Additional political tensions continue to be felt in the Kurdistan region (KRI) as it tries to hold onto its oil exports and revenues. Earlier this year, Iraq’s federal court deemed an oil and gas law regulating the oil industry in Kurdistan unconstitutional. The Iraqi government has since increased its efforts to control the export of oil from the KRI.

Now, fears of being politically undermined have led oil firms operating in Kurdistan to plead with the U.S. to diffuse the tension between Iraq's central government and the semi-autonomous region. The firms believe intervention is required to ensure oil output between the north of Iraq and Turkey remains stable. If the flow is halted, it could lead to Turkey switching its reliance toward Russia or Iran for its oil supplies. In addition, the economy of the KRI could be at risk if it loses oil revenues. 

Other concerns are also affecting the country’s oil industry, with worries that a lack of investment in the KRI’s oil sector could lead to its production dropping by half due to its wells drying up and the need for greater exploration in the region. As the Kurdish Regional Government (KRG) relies so heavily on its oil revenues to support the region’s economy, a fall in production could be devastating and could lead to further instability in the region. But prospects are optimistic if the KRI can find more funding, with the potential for a 580,000-bpd increase by 2027, with 530,000 available for export, if investments are made. However, without investment, this figure drops to 240,000 bpd available for export.
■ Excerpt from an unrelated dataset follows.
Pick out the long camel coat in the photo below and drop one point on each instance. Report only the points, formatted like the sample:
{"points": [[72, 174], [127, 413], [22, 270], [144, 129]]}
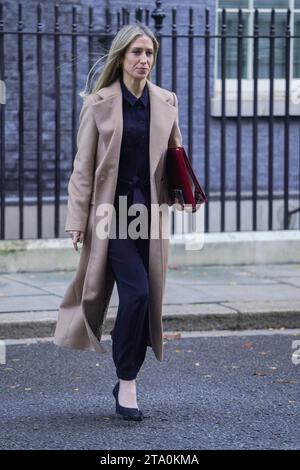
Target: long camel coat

The combination of political unrest in Iraq’s capital and an intense fight over the country’s resources, between the Iraqi state and the Kurdistan region, is placing Iraq’s oil industry in a volatile position. While the country must address its political situation to ensure the stability of its oil exports, the Kurdistan region is seeking both political and financial support from external powers to ensure the longevity of its oil industry.